Methodology and Meta-Methodology in Consumer Research: a Commentary



Citation:

Peter D. Bennett (1981) ,"Methodology and Meta-Methodology in Consumer Research: a Commentary", in NA - Advances in Consumer Research Volume 08, eds. Kent B. Monroe, Ann Abor, MI : Association for Consumer Research, Pages: 568-569.

Advances in Consumer Research Volume 8, 1981      Pages 568-569

METHODOLOGY AND META-METHODOLOGY IN CONSUMER RESEARCH: A COMMENTARY

Peter D. Bennett, The Pennsylvania State University

When asked to serve as a discussant in a session such as this one, there is a tendency to search for a common thread that holds it all together. That thread is there, though it's weak. In these brief comments, I will try not to stretch that thread to its breaking point.

All three papers plea for creative insight into new or revised methodologies, or in one case an even more fundamental plea to open our attention to new or different approaches to consumer research--our philosophies of science. All argue, more or less persuasively, for consumer researchers to not only look hard at our methodological biases and proclivities, but to develop new methodologies to fit unique problems which are beyond the evaluation of individual choice behavior.
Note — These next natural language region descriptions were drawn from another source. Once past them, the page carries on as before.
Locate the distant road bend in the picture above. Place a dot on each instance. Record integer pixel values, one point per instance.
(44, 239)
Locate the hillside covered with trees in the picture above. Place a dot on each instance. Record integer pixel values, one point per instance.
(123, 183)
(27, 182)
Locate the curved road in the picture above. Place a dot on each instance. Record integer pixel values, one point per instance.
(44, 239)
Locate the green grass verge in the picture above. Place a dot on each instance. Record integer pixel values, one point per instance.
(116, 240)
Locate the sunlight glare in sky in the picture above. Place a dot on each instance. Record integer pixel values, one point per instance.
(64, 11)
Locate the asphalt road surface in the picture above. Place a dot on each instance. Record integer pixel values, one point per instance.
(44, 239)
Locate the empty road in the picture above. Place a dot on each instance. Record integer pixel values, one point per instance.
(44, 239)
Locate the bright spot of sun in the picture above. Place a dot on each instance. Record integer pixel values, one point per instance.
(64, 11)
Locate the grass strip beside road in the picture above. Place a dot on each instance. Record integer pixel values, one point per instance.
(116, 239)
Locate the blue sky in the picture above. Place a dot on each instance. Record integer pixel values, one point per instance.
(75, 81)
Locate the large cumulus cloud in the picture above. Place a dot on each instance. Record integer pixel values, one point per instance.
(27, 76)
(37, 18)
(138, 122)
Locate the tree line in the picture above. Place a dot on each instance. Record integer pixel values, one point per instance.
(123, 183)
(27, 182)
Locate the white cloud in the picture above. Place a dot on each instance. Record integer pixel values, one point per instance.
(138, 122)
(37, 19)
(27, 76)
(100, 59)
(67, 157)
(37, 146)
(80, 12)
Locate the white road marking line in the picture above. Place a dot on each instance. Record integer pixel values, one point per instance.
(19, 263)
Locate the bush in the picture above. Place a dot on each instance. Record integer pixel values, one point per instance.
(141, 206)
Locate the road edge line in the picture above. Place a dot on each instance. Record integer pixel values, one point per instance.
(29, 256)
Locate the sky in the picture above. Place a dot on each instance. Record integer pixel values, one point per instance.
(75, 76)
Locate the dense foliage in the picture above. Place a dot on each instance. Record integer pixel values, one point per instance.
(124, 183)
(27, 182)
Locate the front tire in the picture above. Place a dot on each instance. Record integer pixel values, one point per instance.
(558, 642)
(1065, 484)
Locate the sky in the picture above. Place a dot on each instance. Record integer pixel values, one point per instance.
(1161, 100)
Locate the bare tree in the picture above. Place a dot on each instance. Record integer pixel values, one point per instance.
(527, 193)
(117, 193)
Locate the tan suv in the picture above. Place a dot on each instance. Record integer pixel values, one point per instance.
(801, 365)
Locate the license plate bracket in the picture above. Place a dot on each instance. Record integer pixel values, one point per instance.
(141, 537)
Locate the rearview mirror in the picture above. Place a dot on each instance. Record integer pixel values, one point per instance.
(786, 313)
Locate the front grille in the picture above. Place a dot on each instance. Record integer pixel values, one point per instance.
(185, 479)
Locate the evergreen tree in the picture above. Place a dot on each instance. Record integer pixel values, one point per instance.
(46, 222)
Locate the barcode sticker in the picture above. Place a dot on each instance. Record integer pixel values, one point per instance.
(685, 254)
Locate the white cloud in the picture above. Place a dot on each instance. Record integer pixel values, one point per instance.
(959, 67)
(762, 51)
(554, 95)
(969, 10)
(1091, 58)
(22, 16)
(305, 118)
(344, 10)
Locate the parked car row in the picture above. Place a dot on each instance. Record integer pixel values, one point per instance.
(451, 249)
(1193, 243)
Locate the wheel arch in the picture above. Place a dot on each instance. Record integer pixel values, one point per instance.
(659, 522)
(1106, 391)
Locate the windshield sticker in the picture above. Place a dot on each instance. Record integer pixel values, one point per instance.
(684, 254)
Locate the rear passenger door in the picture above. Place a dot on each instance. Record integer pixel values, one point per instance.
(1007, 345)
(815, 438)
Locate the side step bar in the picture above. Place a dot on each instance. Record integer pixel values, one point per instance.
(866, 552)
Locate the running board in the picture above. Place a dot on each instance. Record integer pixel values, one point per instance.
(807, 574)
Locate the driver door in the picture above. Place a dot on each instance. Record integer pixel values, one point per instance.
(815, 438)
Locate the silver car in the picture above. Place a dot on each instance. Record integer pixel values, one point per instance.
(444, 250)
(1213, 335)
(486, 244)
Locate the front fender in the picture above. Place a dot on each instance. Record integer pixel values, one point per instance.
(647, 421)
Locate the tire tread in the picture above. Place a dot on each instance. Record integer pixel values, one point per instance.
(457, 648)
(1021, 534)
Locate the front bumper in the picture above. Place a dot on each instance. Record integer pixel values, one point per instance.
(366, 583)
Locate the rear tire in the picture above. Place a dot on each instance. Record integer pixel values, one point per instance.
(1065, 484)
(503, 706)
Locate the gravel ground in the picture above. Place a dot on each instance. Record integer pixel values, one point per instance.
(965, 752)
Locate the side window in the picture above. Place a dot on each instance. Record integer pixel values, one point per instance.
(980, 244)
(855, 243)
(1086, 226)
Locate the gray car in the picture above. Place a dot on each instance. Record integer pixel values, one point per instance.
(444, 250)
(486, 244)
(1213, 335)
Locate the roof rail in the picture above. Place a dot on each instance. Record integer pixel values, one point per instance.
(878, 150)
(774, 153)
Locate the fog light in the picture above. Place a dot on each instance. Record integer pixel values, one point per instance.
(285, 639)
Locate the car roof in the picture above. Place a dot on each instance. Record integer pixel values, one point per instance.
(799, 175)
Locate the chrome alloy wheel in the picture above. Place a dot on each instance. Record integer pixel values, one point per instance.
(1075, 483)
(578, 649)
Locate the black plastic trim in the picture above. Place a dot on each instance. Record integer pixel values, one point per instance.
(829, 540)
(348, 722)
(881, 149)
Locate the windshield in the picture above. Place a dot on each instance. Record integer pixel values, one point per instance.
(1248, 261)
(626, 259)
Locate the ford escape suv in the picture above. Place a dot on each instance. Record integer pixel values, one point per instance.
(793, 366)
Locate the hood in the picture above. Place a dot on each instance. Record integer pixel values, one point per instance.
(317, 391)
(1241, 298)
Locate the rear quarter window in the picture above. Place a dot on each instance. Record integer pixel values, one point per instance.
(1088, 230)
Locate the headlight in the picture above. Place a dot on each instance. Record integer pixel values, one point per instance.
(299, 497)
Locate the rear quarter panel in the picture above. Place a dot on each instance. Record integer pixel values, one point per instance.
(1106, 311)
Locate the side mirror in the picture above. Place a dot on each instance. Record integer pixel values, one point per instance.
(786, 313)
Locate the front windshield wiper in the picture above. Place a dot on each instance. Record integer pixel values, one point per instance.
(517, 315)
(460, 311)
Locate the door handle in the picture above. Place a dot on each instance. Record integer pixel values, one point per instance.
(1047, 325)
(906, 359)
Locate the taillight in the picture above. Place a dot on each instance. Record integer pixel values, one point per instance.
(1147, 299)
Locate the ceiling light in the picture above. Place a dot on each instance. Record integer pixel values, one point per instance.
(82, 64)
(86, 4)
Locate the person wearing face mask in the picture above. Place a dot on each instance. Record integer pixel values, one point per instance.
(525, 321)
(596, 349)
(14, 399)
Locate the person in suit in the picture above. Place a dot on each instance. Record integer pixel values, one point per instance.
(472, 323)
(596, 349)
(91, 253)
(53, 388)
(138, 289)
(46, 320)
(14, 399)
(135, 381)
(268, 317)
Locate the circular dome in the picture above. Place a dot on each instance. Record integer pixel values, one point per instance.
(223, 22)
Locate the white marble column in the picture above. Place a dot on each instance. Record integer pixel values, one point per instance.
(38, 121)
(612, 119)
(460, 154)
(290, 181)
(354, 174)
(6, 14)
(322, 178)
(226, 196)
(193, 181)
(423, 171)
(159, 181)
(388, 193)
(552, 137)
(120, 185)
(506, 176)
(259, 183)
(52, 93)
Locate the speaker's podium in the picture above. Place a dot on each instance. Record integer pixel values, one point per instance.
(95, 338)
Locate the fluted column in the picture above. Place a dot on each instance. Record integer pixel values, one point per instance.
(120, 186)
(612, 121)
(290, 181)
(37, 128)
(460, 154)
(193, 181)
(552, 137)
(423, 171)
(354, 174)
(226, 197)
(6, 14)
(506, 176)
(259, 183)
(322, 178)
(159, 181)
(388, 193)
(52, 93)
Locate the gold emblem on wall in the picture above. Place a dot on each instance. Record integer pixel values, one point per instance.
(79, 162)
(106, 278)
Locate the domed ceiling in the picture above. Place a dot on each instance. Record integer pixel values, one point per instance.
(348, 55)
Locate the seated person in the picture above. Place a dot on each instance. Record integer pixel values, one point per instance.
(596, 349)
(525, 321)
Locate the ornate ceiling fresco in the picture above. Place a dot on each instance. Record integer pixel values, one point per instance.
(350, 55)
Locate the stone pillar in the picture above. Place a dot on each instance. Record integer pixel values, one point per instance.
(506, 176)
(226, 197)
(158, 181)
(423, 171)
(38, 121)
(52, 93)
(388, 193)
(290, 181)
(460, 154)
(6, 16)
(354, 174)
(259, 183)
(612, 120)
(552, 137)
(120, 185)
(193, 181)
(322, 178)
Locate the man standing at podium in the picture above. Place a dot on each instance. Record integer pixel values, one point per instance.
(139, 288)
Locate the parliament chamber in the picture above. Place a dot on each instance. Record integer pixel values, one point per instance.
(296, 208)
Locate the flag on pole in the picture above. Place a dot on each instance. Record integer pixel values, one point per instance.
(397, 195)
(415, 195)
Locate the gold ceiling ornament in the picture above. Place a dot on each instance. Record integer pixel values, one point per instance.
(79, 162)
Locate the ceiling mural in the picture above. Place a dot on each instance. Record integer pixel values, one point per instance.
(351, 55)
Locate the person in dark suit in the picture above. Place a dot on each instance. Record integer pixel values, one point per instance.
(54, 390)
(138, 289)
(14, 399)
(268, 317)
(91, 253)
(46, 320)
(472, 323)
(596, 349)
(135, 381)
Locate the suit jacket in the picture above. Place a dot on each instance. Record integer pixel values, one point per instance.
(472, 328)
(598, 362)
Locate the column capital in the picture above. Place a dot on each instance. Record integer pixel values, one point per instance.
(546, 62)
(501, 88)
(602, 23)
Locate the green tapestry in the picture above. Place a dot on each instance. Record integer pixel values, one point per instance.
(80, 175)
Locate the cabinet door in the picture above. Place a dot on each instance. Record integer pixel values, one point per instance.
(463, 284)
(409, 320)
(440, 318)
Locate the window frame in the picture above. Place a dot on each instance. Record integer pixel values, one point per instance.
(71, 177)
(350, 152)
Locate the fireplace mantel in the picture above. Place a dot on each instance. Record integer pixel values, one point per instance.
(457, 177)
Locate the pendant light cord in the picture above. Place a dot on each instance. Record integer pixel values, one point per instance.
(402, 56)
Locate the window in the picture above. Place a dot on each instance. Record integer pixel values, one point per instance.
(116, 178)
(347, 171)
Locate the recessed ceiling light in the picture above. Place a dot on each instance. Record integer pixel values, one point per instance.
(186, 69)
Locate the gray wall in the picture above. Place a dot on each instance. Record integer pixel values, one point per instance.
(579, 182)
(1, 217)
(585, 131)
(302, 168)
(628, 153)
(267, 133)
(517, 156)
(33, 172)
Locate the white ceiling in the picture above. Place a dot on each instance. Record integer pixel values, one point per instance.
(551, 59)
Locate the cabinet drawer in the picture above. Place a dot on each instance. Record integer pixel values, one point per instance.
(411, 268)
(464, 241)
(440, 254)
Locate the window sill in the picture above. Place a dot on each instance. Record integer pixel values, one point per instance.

But there the similarities end, so it seems the better part of wisdom to look at the three papers separately.

Hutton and McNeill

As a case study in the almost overwhelming difficulties of the evaluation of the impact of social programs, the paper is enlightening on the one hand, but frightening on the other.

While the paper really adds little in a methodological sense, it demonstrates a well conceived application of appropriate methods to the special problems of evaluation of a public domain program of some complexity. The contribution, then, lies in its treatment of the special problems of such public program evaluation. By that, I mean, were this research associated with a test market for a new brand of some existing product class, or even a new product, the "end-result" (how much did we sell?) as well as what Hutton and McNeill call "diagnostic" and "formative" issues would surely have been included by most sophisticated industrial researchers.

The authors point to a few of the special problems of the research domain. For one, they say that there are special problems of researcher/decision maker interaction because, "The policy maker does not have adequate training to judge research methodology and policy makers are, at the very least, hesitantly supportive of evaluation." How serious a problem this is, and how much it differs from the interaction between researchers and, say, brand managers, probably varies. In any case, it's not really a methodological issue, but a political one. In short, while it may be a problem, it doesn't really need to be one.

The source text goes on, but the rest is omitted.